Retrieve PMT information for a run from the historian database

Parameters:run – run number/name to return data for.
Returns:pandas DataFrame of the values, with index the time in UTC.
hax.slow_control.get_sc_api_key()[source]

Return the slow control API key, if we know it

hax.slow_control.get_sc_data(names, run=None, start=None, end=None, url=None)[source]

Retrieve the data from the historian database (hax.slow_control.get is just a synonym of this function)

Parameters:
  • names – name or list of names of slow control variables; see get_historian_name.
  • run – run number/name to return data for. If passed, start/end is ignored.
  • start – String indicating start of time range, in arbitrary format (thanks to parsedatetime)
  • end – String indicating end of time range, in arbitrary format
Returns:

pandas Series of the values, with index the time in UTC. If you requested multiple names, pandas DataFrame

hax.slow_control.get_sc_name(name, column='Historian_name')[source]

Return slow control historian name of name. You can pass a historian name, sc name, pid identifier, or description. For a full table, see hax.

hax.slow_control.init_sc_interface()[source]

Initialize the slow control interface access and list of variables

hax.trigger_data module

hax.trigger_data.get_aqm_pulses(run_id)[source]

Return a dictionary of acquisition monitor pulse times in the run run_id. keys are channel labels (e.g. muon_veto_trigger). Under the keys ‘busy’ and ‘hev’, you’ll get the sorted combination of all busy/hev _on and _off signals.

hax.trigger_data.get_special_file_filename(basename, run_id, special_path_key=None)[source]
hax.trigger_data.get_trigger_data(run_id, select_data_types='all', format_version=2)[source]

Return dictionary with the trigger data from run_id select_data_types can be ‘all’, a trigger data type name, or a list of trigger data type names. If you want to find out which data types exists, use ‘all’ and look at the keys of the dictionary.

hax.utils module

Utilities for use INSIDE hax (and perhaps random weird use outside hax) If you have a nice function that doesn’t fit anywhere, misc.py is where you want to go

hax.utils.combine_pax_configs(config, overrides)[source]

Combines configuration dictionaries config and overrides. overrides has higher priotity. each config must be a dictionary containing only string->dict pairs (like the pax/ConfigParser configs)

hax.utils.find_file_in_folders(filename, folders)[source]

Searches for filename in folders, then return full path or raise FileNotFoundError Does not recurse into subdirectories

hax.utils.flatten_dict(d, separator=':', _parent_key='')[source]
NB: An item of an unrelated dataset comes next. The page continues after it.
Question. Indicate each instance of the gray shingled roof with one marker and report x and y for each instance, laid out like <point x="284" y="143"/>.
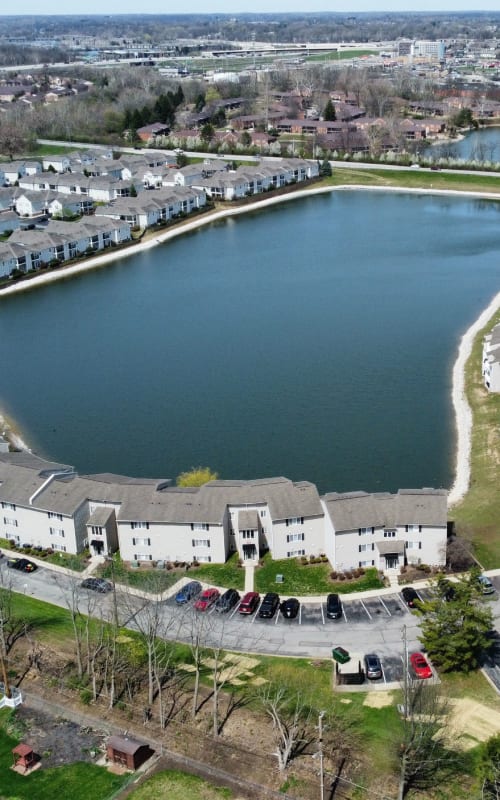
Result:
<point x="355" y="510"/>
Flatten nested dictionaries into a single dictionary, indicating levels by separator Don’t set _parent_key argument, this is used for recursive calls. Stolen from http://stackoverflow.com/questions/6027558

hax.utils.get_user_id()[source]
Returns:string identifying the currently active system user as name@node
Note:user can be set with the ‘USER’ environment variable, usually set on windows
Note:on unix based systems you can use the password database to get the login name of the effective process user
hax.utils.get_xenon100_dataset_number(dsetname)[source]

Converts a XENON100 dataset name to a number

hax.utils.human_to_utc_datetime(x)[source]
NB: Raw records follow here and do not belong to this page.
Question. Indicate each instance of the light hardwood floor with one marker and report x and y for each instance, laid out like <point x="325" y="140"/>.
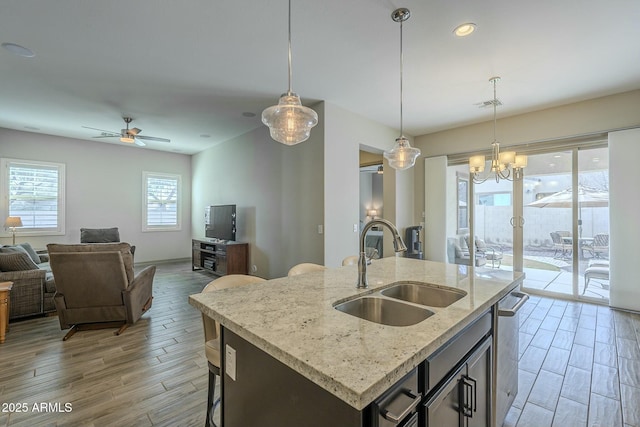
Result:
<point x="579" y="366"/>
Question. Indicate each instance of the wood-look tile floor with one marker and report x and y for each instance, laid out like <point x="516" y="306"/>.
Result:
<point x="579" y="366"/>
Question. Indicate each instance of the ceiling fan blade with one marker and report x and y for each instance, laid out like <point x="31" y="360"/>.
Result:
<point x="152" y="138"/>
<point x="101" y="130"/>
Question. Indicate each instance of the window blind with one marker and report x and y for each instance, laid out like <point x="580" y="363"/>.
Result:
<point x="161" y="201"/>
<point x="34" y="191"/>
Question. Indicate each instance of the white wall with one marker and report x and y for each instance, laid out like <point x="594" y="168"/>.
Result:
<point x="345" y="133"/>
<point x="104" y="189"/>
<point x="436" y="190"/>
<point x="624" y="208"/>
<point x="278" y="191"/>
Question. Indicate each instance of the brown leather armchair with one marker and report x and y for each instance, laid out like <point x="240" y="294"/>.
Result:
<point x="96" y="286"/>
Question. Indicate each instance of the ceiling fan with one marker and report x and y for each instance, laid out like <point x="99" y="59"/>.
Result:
<point x="131" y="136"/>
Return a python UTC-localized datetime object corresponding to the human-readable date/time x :param x: string with a human-readable date/time indication (e.g. “now”). If you specify something absolute, it will

be taken as UTC.
hax.utils.load_pickles(filename, load_first=None)[source]

Returns list of pickles stored in filename. :param load_first: number of pickles to read. Otherwise reads until file is exhausted

hax.utils.save_pickles(filename, *args)[source]
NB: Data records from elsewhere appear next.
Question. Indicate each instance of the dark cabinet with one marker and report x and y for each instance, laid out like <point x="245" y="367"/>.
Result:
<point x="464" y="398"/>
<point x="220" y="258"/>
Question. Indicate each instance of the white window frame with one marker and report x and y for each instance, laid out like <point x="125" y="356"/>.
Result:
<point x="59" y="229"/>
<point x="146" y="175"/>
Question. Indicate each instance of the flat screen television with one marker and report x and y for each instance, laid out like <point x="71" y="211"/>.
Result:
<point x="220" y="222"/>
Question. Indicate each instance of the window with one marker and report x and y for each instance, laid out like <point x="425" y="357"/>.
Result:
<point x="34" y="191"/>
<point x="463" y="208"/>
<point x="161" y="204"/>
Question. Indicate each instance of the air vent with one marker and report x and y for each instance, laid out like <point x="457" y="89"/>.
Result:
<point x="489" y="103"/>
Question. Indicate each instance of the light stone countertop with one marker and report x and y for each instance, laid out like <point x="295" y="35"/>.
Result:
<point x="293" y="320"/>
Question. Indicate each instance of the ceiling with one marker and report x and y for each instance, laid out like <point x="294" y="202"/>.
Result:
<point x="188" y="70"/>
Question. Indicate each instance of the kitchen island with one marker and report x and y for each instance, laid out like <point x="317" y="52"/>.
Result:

Compresses and pickles *args to filename. The pickles are stacked: load them with load_pickles

hax.utils.utc_timestamp(d)[source]

Convert a UTC datetime object d to (float) seconds in the UTC since the UTC unix epoch. If you pass a timezone-naive datetime object, it will be treated as UTC.

Module contents

hax.init(filename=None, **kwargs)[source]

Loads hax configuration from hax.ini file filename. You should always call this before starting up hax. You can call it again to reload the hax config. Any keyword arguments passed will override settings from the configuration.